Les États-Unis réduisent le trafic aérien de 10 % dans plusieurs aéroports en raison de la fermeture du gouvernement fédéral

L'administration de Donald Trump a décidé de réduire le trafic aérien de 10 % dans 40 aéroports des États-Unis pour tenter de soulager la pression sur les contrôleurs aériens, touchés par la fermeture du gouvernement fédéral en raison de l'incapacité des républicains et des démocrates à s'entendre pour prolonger le budget jusqu'à la fin de l'année. Le blocus budgétaire a duré hier 35 jours et est devenu le plus long de l’histoire.

Le , comme on appelle en anglais le shutdown du gouvernement, a provoqué la fermeture ou l'activité minimale de dizaines d'agences de l'État, des parcs naturels, des musées, des agences de santé, etc. Et il a réduit l'activité d'autres agences considérées comme essentielles pour la sécurité, comme les contrôleurs. Mais ces travailleurs fédéraux ne reçoivent pas leur salaire en raison de contraintes budgétaires. À cela s'ajoute le fait que 3 000 des 14 000 postes de contrôleurs que compte le pays étaient vacants avant la fermeture, selon les données compilées par .

De nombreux contrôleurs manquent également de travail car le manque de salaire les oblige à chercher un autre emploi pour pouvoir payer l'école, l'assurance maladie ou l'hypothèque de leurs enfants.

Les restrictions entreront en vigueur ce vendredi. La veille, jeudi, des détails sur les marchés qui seront concernés seront proposés. Le directeur de la Federal Aviation Administration (FAA), Bryan Bedford, a expliqué que l'agence rencontrerait les compagnies aériennes ce mercredi soir pour discuter de la mise en œuvre du plan.

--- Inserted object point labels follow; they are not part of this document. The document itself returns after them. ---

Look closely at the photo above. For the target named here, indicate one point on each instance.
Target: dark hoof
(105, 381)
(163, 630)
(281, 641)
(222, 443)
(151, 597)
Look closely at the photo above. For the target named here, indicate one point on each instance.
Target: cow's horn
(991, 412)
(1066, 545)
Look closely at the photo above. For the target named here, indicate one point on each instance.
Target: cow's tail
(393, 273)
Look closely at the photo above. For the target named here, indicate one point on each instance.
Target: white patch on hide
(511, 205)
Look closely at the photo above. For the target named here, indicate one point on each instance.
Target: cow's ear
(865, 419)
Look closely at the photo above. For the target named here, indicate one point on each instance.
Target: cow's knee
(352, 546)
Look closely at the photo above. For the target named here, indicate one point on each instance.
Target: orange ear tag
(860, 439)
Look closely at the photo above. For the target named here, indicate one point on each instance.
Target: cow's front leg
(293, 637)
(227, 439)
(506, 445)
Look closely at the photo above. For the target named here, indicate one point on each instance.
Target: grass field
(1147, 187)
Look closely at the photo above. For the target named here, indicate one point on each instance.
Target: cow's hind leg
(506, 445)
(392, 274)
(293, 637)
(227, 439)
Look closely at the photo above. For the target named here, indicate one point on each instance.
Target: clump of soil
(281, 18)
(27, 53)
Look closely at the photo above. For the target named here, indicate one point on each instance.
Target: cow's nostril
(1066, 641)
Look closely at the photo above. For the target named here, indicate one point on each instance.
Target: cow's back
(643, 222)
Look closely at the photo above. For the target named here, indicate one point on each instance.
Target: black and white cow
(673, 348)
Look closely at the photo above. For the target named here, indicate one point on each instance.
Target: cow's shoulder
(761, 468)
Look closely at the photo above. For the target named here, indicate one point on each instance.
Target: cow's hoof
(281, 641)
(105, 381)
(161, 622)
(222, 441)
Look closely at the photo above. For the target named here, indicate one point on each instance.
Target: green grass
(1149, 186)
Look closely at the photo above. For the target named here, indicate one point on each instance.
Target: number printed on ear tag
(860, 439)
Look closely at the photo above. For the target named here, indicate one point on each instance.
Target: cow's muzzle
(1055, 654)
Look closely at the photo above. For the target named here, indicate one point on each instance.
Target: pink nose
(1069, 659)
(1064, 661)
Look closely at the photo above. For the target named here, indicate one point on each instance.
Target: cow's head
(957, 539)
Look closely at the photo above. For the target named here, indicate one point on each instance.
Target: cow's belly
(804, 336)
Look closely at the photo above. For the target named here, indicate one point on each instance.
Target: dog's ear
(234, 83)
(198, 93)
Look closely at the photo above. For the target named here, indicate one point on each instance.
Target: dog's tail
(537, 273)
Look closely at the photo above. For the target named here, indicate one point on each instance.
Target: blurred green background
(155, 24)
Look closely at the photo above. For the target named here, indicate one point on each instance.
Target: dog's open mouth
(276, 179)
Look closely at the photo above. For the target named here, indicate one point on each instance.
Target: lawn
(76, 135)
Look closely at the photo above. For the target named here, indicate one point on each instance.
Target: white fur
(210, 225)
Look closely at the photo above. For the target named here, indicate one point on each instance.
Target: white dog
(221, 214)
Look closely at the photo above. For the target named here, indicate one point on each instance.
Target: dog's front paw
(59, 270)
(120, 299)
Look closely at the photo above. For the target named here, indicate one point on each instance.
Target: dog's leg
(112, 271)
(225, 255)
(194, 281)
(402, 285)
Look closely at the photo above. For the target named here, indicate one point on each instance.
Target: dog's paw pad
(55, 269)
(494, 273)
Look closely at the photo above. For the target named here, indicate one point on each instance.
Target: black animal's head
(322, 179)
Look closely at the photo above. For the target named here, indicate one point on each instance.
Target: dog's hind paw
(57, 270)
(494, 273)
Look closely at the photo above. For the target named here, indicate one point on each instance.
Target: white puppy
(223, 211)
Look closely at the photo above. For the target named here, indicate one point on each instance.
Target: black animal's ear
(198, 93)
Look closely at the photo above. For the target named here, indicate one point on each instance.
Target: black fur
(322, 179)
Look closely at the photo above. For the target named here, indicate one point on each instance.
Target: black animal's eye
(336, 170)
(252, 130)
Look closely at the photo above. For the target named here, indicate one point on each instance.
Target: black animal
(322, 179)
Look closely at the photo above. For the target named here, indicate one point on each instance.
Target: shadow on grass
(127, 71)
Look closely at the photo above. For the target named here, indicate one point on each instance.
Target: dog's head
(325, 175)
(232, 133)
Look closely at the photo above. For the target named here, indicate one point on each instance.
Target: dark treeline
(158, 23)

La mesure a été annoncée par le secrétaire aux Transports, Sean Duffy. « Ma priorité numéro un est la sécurité des citoyens américains », a déclaré l'homme politique républicain via son compte X.

La mesure est sans précédent. Cela a lieu juste avant Thanksgiving, la fête nationale avec le plus grand trafic touristique. Les prévisions montrent un nombre record de voyages aux Etats-Unis à ces dates.

La décision est également adoptée après qu'hier un avion de la société de transport et de colis UPS s'est écrasé à l'aéroport de Louisville (Kentucky), faisant au moins neuf morts et 11 blessés, dont certains grièvement. L'accident n'est pas lié aux coupes budgétaires, ni à la tension des contrôleurs, mais les propos du secrétaire d'État semblent vouloir lier les deux événements.

« Il y aura de la frustration », a déclaré Duffy lors d'une conférence de presse pour annoncer la mesure. « Mais en fin de compte, notre seul rôle est de veiller à ce que cet espace aérien reste aussi sûr que possible. » Le secrétaire aux Transports n’a pas fermé la porte à un renforcement supplémentaire des restrictions sur les voyages aériens. « Les données détermineront nos actions. Si les données vont dans la mauvaise direction, pourrions-nous voir des restrictions supplémentaires ? Oui », a-t-il prévenu.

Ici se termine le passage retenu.